Structured Gradient-based Interpretations via Norm-Regularized Adversarial Training
This work addresses the need for more interpretable and structured explanations in deep learning for computer vision applications, though it is incremental as it builds on existing gradient-based methods.
The authors tackled the problem of gradient-based saliency maps lacking desired structures like sparsity and connectedness in computer vision models, and they proposed using adversarial training to induce these structures, showing improved results on benchmark datasets.
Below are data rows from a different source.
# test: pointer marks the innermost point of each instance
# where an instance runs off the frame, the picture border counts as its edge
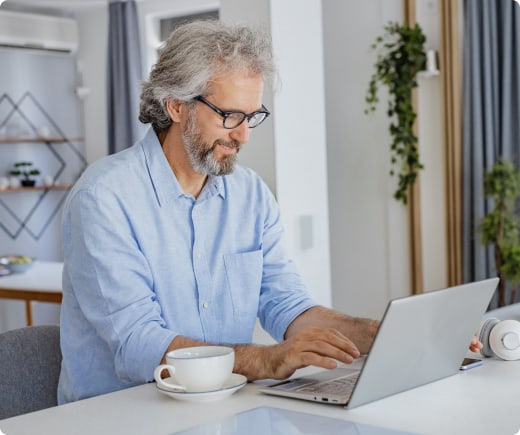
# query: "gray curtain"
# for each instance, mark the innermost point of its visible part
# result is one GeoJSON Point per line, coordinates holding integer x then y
{"type": "Point", "coordinates": [491, 115]}
{"type": "Point", "coordinates": [124, 76]}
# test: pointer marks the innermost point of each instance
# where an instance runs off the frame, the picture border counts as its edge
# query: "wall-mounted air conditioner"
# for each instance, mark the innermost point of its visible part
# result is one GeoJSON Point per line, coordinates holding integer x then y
{"type": "Point", "coordinates": [42, 32]}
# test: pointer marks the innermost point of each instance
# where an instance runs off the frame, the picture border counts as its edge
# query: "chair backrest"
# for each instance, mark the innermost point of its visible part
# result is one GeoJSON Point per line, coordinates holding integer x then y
{"type": "Point", "coordinates": [30, 362]}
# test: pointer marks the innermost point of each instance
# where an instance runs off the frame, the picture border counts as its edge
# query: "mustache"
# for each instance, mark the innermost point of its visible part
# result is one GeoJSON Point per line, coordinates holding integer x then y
{"type": "Point", "coordinates": [232, 144]}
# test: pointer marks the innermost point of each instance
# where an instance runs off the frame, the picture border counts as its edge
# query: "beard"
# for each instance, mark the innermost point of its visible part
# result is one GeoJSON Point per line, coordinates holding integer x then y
{"type": "Point", "coordinates": [202, 154]}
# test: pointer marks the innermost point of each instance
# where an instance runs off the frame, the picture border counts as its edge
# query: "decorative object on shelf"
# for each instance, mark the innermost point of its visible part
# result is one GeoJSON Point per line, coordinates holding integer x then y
{"type": "Point", "coordinates": [401, 57]}
{"type": "Point", "coordinates": [14, 183]}
{"type": "Point", "coordinates": [48, 181]}
{"type": "Point", "coordinates": [25, 169]}
{"type": "Point", "coordinates": [17, 263]}
{"type": "Point", "coordinates": [500, 226]}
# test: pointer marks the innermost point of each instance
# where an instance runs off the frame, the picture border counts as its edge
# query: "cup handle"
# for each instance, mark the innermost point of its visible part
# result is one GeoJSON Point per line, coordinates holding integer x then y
{"type": "Point", "coordinates": [166, 385]}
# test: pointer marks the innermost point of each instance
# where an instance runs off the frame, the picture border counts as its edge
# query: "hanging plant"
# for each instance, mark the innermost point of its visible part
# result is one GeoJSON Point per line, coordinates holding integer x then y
{"type": "Point", "coordinates": [499, 227]}
{"type": "Point", "coordinates": [400, 57]}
Gradient-based saliency maps have been widely used to explain the decisions of deep neural network classifiers. However, standard gradient-based interpretation maps, including the simple gradient and integrated gradient algorithms, often lack desired structures such as sparsity and connectedness in their application to real-world computer vision models. A frequently used approach to inducing sparsity structures into gradient-based saliency maps is to alter the simple gradient scheme using sparsification or norm-based regularization. A drawback with such post-processing methods is their frequently-observed significant loss in fidelity to the original simple gradient map. In this work, we propose to apply adversarial training as an in-processing scheme to train neural networks with structured simple gradient maps. We show a duality relation between the regularized norms of the adversarial perturbations and gradient-based maps, based on which we design adversarial training loss functions promoting sparsity and group-sparsity properties in simple gradient maps. We present several numerical results to show the influence of our proposed norm-based adversarial training methods on the standard gradient-based maps of standard neural network architectures on benchmark image datasets.